Archive for November 30th, 2010

When all you have is a hammer

Samuel Bowles’ has an excellent forthcoming book, “Machiavelli’s Mistake: Why good laws are no substitute for good citizens”, which argues that there are not separate conversations between markets and incentives on the one hand and philosophy and ethics on the other.

His story starts with ¬†Aristotle, who wrote in the Ethics that a constitution should “make the citizen good by inculcating habits in them.” There is a long line of political philosophers who similarly argued that essence of good government was the cultivation of civic virtue. However, ethics and government eventually became disassociated, exemplified by Machiavelli who argued that the purpose of laws was to make bad citizens behave. This argument was followed and perfected by Hobbes, Mandeville, Hume, Smith, and Bentham. Essentially, this line of thought argued that a constitution should be written as though citizens were wicked. [N.B. they were not all necessarily saying that humans were in fact wicked, but only that a good constitution should be written as if they were]. This assumes a “separability” between ethics and the material world, that laws have no impact on a person’s preferences or ethics. And it is the basis of all public policy issues when addressed by economics. And this is Machiavelli’s mistake.

The line Bowles takes is that maybe writing a constitution that supposes humans are selfish will make them so. That is, the “separability” assumption between economics and ethics is very false. To use the language of economics, Bowles is essentially arguing that preferences are endogenous. However hard it may be for non-economists to believe, the truth that is that economic analysis depends on preferences being exogenous (given) and stable. There is very, very little economic research that addresses endogenous preferences, that is, asking how preferences change and where they come from.

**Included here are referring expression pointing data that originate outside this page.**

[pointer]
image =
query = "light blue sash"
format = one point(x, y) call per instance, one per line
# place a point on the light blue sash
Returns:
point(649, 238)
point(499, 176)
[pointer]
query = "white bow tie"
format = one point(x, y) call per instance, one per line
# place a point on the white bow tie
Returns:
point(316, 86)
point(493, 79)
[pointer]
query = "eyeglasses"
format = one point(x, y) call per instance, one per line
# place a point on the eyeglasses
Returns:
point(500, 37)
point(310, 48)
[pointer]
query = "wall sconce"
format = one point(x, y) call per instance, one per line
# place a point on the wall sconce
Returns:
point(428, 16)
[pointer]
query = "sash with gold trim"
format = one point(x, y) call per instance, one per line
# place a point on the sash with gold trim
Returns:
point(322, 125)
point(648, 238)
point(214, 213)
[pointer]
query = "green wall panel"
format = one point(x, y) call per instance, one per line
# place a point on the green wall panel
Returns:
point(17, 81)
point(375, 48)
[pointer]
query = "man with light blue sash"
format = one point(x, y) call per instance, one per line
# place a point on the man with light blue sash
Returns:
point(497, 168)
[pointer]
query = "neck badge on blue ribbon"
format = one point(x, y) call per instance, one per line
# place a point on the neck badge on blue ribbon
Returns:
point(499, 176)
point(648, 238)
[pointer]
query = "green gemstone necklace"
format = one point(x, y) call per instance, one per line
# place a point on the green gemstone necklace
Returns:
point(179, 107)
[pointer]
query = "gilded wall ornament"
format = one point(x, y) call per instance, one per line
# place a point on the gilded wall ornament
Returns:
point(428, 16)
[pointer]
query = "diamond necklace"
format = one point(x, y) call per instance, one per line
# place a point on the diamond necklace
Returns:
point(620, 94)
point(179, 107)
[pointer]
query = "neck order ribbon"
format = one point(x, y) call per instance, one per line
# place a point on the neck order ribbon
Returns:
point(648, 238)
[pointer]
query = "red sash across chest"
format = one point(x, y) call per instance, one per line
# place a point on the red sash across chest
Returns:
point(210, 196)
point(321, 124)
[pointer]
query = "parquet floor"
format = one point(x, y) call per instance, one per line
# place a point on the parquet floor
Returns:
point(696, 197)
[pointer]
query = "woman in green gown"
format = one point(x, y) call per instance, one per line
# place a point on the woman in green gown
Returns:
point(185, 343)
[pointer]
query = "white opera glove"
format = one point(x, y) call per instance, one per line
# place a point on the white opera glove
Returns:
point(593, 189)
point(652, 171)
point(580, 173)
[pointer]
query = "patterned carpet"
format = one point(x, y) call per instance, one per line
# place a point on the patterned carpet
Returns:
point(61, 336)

The reason for this is that the economist’s toolkit is not at all equipped to deal with endogenous preferences. Once endogenous preferences are introduced, one can no longer use the standard economics toolkit. This situation in economics reminds me of the Mark Twain quote: when all you have is a hammer, all problems start to look like nails. It is not hard to believe that people’s preferences change and come from somewhere. Perhaps it is time that economists get a new toolkit that is better equipped for the problems we face in the world today.